Para surpresa de ninguém, o Supremo estendeu o benefício a outros réus por corrupção, e inspirou o STJ a seguir sua orientação. Em reprodução literal da decisão do togado ora aposentado, o ministro Reynaldo Soares concedeu a empresários condenados o acesso às tais mensagens hackeadas, sob a alegação de que “é possível a utilização de prova ilícita, desde que em benefício do réu”.
Em todos os casos de autorização de emprego dos frutos de vazamentos criminosos, os magistrados, ao aceitarem conduzir processos “envenenados” pela ilicitude, traem os deveres a eles atribuídos pela Lei Orgânica da Magistratura de cumprir, e fazer cumprir as disposições legais. E ainda faltam com sua obrigação primordial de assegurar igualdade de tratamento às partes, a partir do momento em que concedem a exibição dos documentos ilícitos apenas aos réus, e não ao Ministério Público, o braço acusador do Estado.

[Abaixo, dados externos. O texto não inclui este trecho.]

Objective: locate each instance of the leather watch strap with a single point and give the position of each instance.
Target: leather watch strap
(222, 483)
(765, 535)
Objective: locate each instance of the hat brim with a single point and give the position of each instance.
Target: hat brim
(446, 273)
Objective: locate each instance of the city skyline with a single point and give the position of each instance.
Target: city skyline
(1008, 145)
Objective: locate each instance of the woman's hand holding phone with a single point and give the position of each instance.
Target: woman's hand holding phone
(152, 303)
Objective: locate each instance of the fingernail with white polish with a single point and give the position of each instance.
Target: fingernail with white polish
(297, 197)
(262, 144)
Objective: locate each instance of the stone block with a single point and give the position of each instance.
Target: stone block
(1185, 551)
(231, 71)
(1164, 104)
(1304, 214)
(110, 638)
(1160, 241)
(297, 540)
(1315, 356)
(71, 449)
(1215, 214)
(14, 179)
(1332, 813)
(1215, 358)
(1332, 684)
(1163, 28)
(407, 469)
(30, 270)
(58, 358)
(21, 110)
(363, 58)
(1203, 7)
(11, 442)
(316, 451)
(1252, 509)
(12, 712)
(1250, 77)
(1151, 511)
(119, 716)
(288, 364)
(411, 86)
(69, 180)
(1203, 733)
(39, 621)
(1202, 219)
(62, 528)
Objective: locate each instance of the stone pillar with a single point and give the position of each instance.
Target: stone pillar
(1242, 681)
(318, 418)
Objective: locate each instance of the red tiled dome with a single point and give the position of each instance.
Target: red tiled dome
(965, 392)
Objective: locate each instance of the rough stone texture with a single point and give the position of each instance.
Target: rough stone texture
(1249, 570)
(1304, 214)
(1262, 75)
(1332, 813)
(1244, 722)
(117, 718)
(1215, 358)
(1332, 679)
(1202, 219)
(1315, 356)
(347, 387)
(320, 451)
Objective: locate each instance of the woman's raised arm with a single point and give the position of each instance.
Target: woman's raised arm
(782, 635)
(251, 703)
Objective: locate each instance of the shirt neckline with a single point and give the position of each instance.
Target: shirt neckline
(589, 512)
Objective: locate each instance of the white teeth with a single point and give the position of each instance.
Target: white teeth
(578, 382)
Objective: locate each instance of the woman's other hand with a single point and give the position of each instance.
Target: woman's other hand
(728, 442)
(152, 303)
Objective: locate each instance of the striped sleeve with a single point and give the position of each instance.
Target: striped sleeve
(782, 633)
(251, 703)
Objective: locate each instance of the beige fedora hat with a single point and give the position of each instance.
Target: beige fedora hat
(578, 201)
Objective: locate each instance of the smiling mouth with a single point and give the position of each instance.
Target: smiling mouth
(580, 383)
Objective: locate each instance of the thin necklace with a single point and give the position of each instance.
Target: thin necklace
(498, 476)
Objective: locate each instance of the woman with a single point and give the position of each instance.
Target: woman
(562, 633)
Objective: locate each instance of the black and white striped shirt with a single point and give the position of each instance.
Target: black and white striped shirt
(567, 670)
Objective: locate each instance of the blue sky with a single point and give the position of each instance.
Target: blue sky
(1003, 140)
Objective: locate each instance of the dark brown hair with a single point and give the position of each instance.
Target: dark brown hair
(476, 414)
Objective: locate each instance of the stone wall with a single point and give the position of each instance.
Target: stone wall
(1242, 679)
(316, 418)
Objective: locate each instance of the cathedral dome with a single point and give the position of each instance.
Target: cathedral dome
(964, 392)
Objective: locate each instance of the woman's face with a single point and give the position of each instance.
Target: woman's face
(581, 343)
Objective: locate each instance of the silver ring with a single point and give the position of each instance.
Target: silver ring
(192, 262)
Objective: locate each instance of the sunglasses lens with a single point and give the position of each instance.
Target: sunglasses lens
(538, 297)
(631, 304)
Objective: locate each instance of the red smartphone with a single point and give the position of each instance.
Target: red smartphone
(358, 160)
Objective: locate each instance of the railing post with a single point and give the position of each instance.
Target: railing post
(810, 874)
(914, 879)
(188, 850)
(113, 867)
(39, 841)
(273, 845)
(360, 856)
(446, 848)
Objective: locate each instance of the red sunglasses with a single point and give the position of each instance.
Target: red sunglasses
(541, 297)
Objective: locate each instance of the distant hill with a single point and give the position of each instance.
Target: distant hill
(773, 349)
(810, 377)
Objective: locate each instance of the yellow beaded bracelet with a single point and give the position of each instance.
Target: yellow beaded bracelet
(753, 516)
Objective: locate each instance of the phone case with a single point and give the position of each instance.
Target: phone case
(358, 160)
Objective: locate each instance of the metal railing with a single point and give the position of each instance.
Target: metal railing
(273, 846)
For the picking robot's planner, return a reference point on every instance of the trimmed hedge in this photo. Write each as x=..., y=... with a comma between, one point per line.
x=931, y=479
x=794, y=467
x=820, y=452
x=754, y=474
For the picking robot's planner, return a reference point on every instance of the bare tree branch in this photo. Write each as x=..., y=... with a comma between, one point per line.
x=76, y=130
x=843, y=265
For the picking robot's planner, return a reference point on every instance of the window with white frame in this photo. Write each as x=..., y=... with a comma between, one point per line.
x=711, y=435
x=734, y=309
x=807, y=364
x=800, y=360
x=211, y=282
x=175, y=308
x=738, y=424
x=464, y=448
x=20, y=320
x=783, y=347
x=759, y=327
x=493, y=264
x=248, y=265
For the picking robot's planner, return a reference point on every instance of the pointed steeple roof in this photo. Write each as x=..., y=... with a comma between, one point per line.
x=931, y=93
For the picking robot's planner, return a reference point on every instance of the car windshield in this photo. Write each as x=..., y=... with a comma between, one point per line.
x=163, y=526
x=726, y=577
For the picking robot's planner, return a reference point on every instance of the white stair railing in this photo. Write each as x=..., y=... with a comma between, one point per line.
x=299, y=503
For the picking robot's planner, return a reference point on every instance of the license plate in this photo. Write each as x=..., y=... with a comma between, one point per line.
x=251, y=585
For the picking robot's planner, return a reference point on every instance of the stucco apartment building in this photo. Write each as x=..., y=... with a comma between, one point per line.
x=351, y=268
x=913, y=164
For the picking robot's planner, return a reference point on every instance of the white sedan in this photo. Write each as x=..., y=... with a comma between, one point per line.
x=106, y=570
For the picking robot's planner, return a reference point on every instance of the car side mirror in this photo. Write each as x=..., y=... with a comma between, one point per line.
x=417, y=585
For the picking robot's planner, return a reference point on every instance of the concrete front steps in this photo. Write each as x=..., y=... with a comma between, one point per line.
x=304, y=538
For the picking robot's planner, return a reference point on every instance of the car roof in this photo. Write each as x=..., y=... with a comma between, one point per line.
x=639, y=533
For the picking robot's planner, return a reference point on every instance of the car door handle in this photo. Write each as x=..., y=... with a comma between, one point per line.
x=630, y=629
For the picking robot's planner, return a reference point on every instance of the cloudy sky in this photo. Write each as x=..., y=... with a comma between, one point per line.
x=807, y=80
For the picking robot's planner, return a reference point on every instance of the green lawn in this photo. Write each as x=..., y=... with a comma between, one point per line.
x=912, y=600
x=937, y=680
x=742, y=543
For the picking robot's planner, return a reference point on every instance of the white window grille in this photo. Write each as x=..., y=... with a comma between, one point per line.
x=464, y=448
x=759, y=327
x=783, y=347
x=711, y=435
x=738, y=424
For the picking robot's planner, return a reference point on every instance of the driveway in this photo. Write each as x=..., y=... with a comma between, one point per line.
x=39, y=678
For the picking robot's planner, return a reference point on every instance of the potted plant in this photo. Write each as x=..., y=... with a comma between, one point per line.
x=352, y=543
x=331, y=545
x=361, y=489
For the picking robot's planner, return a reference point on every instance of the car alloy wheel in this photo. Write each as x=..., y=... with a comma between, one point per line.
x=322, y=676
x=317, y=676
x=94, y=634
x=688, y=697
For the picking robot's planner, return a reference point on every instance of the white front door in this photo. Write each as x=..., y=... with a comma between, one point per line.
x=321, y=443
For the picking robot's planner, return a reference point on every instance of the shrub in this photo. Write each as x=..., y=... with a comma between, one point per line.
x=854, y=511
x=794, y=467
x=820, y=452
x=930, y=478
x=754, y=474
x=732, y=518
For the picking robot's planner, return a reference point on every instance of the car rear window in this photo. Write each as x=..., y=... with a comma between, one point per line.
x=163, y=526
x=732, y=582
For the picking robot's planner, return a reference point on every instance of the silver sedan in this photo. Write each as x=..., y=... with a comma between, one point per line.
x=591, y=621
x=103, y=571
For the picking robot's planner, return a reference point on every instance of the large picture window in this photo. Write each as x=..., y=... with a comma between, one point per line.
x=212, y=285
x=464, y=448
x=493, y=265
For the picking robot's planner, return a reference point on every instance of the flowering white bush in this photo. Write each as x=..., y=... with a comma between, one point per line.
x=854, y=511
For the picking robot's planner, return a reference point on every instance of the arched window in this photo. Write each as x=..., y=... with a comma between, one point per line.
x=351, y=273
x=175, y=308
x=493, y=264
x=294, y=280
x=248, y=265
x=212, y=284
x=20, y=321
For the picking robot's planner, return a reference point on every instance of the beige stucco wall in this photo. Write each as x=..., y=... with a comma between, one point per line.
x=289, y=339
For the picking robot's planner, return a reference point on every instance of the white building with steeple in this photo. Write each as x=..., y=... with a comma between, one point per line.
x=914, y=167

E nem há que se aludir à obrigação do julgador de adotar posicionamento mais favorável à defesa, sempre que houver dúvidas quanto à autoria e à materialidade de crimes. Ora, nos casos relacionados às recentes operações anticorrupção, não paira mais qualquer névoa em torno da efetiva ocorrência das práticas, e muito menos da identidade de seus autores, pois as atividades criminosas foram demonstradas por um robusto conjunto de provas, acolhidas em várias instâncias, e todas submetidas ao crivo do contraditório e da ampla defesa. Dúvida? Só se for uma desconfiança plantada por hackers, ou seja, por bandidos cuja má fé é inerente à própria ocupação delitiva, e empenhados em fantasiar, aos olhos de leigos e incautos em geral, diálogos que integram uma regular rotina forense, sem sombra de heterodoxia.
Assim, os tribunais de cúpula, que deveriam rejeitar provas ilegais e punir os responsáveis por sua confecção, antes as têm chancelado, enlameando suas togas para, por meio delas, transformarem o ilícito em lícito. Da mesma forma como vêm rasgando a Constituição e as leis para assegurarem a liberdade a corruptos notórios, e encarcerarem desafetos por “crimes de opinião”, à margem da legalidade estrita e do devido processo legal.
Definitivamente, a cúpula togada se tornou nossa maior fonte de insegurança jurídica e de incremento à criminalidade grossa.